Neste caso o grupo etário é baixo (6 a 12 anos), não se verificando por isso, uma incidência muito alta de escoliose. Torna-se assim importante acompanhar o crescimento destas crianças, para tentar detetar precocemente o aparecimento de escoliose e tomar medidas de suporte e tratamento logo que possível. Este estudo levanta assim a questão se haverá um ponto de corte médio de idade e de nível de GMFCS, onde seja possível verificar essa relação com a escoliose e adotar assim as medidas e tratamentos necessários.

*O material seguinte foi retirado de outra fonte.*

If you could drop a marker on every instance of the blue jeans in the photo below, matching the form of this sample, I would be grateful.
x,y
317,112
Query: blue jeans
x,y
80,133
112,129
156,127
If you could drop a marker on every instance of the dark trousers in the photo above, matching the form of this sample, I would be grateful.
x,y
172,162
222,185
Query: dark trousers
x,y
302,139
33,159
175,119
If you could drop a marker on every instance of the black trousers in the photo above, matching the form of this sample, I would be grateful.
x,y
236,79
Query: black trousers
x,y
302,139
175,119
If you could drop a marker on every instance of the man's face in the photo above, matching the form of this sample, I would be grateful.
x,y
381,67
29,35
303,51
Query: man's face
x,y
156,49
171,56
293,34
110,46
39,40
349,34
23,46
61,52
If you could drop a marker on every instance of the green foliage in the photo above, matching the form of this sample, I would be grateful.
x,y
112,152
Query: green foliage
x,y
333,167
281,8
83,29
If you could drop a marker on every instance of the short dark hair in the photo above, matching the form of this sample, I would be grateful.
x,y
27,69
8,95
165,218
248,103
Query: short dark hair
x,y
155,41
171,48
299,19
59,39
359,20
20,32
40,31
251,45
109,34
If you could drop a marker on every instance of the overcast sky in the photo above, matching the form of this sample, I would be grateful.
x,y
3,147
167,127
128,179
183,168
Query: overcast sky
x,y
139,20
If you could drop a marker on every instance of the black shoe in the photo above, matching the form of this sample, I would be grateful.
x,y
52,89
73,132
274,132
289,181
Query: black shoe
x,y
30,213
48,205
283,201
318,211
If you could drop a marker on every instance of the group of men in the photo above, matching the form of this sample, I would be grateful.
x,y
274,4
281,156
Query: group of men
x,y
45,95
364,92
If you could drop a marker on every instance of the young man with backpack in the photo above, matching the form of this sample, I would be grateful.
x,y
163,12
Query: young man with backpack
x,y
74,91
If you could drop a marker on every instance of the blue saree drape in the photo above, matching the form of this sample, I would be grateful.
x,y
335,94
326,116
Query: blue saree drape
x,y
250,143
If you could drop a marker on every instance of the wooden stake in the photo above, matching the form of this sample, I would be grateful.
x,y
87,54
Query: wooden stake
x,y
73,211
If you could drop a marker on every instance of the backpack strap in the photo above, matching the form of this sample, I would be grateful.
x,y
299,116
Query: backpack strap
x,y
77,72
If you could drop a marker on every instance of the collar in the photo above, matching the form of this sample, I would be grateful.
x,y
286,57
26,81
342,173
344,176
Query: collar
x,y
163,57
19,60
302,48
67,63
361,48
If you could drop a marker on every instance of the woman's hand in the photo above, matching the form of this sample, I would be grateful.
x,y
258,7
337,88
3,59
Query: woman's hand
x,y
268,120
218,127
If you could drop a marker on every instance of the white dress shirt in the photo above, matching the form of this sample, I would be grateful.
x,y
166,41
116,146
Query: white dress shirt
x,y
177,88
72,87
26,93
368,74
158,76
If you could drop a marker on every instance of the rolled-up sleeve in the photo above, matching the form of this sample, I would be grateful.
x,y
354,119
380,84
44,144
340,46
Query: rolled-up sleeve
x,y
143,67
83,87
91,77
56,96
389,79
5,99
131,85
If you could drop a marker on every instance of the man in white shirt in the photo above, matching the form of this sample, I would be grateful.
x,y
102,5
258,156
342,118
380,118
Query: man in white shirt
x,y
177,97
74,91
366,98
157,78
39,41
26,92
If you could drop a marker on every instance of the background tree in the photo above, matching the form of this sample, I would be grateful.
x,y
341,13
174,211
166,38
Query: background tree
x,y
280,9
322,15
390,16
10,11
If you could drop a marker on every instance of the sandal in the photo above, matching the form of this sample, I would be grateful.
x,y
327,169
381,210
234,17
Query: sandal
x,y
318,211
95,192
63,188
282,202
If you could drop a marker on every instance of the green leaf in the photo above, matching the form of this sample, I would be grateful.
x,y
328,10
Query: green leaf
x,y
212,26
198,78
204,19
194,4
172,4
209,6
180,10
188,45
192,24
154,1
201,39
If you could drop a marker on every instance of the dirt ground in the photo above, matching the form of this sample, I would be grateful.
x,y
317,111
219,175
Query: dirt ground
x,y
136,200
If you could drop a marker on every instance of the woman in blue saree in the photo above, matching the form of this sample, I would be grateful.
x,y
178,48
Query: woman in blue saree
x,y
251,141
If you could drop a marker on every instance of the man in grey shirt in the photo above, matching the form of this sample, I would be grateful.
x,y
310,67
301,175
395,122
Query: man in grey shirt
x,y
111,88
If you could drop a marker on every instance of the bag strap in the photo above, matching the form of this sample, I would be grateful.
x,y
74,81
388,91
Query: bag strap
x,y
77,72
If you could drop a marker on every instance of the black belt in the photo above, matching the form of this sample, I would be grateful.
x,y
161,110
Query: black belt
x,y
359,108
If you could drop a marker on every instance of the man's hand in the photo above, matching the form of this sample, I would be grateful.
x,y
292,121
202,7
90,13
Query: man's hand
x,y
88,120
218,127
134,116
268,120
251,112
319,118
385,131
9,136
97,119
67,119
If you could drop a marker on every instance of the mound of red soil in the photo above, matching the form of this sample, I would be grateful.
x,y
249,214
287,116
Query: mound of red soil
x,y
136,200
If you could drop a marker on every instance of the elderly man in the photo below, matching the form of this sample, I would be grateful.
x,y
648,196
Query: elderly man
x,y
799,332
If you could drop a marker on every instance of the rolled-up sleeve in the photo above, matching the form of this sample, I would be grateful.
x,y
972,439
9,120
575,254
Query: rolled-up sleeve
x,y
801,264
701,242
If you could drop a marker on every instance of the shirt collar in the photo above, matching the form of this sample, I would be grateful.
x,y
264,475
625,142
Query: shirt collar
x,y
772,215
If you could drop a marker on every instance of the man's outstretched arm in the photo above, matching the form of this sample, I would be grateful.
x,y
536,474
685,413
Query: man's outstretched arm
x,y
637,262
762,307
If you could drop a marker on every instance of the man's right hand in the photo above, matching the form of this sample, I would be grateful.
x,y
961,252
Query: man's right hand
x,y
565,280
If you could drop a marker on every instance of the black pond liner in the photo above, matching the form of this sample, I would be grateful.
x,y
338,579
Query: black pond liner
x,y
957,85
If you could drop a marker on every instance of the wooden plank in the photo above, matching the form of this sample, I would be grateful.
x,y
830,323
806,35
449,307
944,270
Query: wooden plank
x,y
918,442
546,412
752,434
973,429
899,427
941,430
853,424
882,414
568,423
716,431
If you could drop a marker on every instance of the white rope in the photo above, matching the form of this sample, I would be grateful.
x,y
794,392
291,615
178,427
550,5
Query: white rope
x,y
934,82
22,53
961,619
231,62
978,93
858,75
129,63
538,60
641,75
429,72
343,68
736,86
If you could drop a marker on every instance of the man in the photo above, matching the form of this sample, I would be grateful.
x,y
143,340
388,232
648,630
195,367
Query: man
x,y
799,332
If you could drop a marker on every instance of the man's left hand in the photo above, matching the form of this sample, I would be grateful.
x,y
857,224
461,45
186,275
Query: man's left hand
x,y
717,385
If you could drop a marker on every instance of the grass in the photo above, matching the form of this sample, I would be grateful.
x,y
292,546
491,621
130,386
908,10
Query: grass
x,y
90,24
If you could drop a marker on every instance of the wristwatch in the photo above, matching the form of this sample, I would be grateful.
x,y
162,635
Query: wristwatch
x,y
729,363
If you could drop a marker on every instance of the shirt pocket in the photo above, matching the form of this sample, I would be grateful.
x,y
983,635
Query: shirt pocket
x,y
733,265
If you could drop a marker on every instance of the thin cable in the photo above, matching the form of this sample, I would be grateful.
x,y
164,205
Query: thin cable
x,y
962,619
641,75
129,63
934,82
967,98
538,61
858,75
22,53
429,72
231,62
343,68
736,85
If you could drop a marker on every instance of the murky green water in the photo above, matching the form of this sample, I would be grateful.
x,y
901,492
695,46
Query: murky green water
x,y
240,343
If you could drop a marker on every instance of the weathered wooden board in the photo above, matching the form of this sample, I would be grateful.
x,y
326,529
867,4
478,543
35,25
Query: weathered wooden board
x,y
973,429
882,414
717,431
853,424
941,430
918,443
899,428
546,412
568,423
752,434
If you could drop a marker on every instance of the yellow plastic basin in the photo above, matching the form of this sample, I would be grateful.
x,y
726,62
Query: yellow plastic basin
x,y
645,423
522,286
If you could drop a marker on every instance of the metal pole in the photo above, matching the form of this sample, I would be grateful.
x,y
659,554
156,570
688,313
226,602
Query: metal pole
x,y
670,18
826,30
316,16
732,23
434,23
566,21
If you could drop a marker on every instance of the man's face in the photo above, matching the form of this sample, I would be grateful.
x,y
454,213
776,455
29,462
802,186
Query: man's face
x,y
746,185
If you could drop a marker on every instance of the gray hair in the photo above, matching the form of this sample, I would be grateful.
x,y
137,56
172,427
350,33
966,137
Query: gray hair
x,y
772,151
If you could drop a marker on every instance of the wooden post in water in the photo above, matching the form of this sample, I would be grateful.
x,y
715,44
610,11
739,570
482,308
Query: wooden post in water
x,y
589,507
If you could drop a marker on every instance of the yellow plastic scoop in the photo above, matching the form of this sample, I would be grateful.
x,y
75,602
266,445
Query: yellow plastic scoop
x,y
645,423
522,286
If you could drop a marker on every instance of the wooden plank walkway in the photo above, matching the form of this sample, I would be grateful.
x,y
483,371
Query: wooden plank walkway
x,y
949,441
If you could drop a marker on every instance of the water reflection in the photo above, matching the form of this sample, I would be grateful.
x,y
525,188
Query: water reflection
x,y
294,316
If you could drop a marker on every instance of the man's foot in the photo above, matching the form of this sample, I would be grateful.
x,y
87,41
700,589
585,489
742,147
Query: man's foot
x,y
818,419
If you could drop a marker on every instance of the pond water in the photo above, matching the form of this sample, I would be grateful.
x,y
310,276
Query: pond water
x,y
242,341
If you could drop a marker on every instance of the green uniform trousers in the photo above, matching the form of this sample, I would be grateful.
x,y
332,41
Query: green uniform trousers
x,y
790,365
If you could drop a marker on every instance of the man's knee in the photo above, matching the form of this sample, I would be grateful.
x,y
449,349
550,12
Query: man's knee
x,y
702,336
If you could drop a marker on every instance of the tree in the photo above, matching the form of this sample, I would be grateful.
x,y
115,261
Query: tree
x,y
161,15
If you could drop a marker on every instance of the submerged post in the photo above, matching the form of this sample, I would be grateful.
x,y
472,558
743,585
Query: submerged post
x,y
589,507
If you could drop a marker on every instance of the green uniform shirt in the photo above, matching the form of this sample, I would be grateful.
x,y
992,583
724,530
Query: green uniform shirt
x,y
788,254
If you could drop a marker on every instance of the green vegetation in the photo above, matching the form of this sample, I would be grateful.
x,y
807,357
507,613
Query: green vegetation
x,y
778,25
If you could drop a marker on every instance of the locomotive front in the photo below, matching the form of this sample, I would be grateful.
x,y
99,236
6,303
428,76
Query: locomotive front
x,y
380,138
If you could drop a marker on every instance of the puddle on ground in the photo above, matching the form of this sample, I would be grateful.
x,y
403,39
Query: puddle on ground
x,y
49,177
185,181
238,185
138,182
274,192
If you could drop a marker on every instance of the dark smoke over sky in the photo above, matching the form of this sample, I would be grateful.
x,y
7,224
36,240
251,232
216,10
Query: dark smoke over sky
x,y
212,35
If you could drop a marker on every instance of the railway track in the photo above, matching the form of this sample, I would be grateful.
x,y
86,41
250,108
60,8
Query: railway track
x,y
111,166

A comparação do nível de GMFCS com outros estudos não é fácil, pois esta classificação varia com a idade. Sabe-se pela literatura, que as crianças GMFCS nível I-II não apresentam um risco superior de desenvolver escoliose comparando com as crianças sem PC. Sabe-se também, que o risco de escoliose é maior em crianças mais velhas e com GMFCS nível IV-V. Neste trabalho verificou-se que as crianças GMFCS nível V possuem maior probabilidade de desenvolver escoliose.

É também importante trabalhar no sentido de uma maior cooperação entre os Serviços de Medicina Física e Reabilitação e Ortopedia Infantil. A existência de consultas conjuntas poderá contribuir para um melhor acompanhamento e tratamento destas crianças.

Verificou-se que uma relação estatisticamente significativa entre a presença de escoliose, o GMFCS nível V e a tetraplegia. Não existe um resultado estatisticamente significativo entre o tipo motor de Paralisia Cerebral e a escoliose. Não se obteve, para este estudo, um resultado estatisticamente significativo entre os grupos etários e a escoliose.

Assim, para analisar o risco de uma criança desenvolver escoliose deve-se ter em atenção o nível de GMFCS e o tipo anatómico de Paralisia Cerebral.

Em função dos resultados, se recomenda que todas as crianças GMFCS IV e V devam fazer um Raio-X anual para rastreio de escoliose, a partir dos 6 anos de idade, dada a elevada prevalência nesta população.

Conclui-se assim que as crianças GMFCS nível V e tetraplegia têm maior probabilidade de desenvolver escoliose. Dada a elevada prevalência de escoliose nas crianças com GMFCS IV e V, este estudo mostra a necessidade de todas serem rastreadas, pelo menos, após os 6 anos.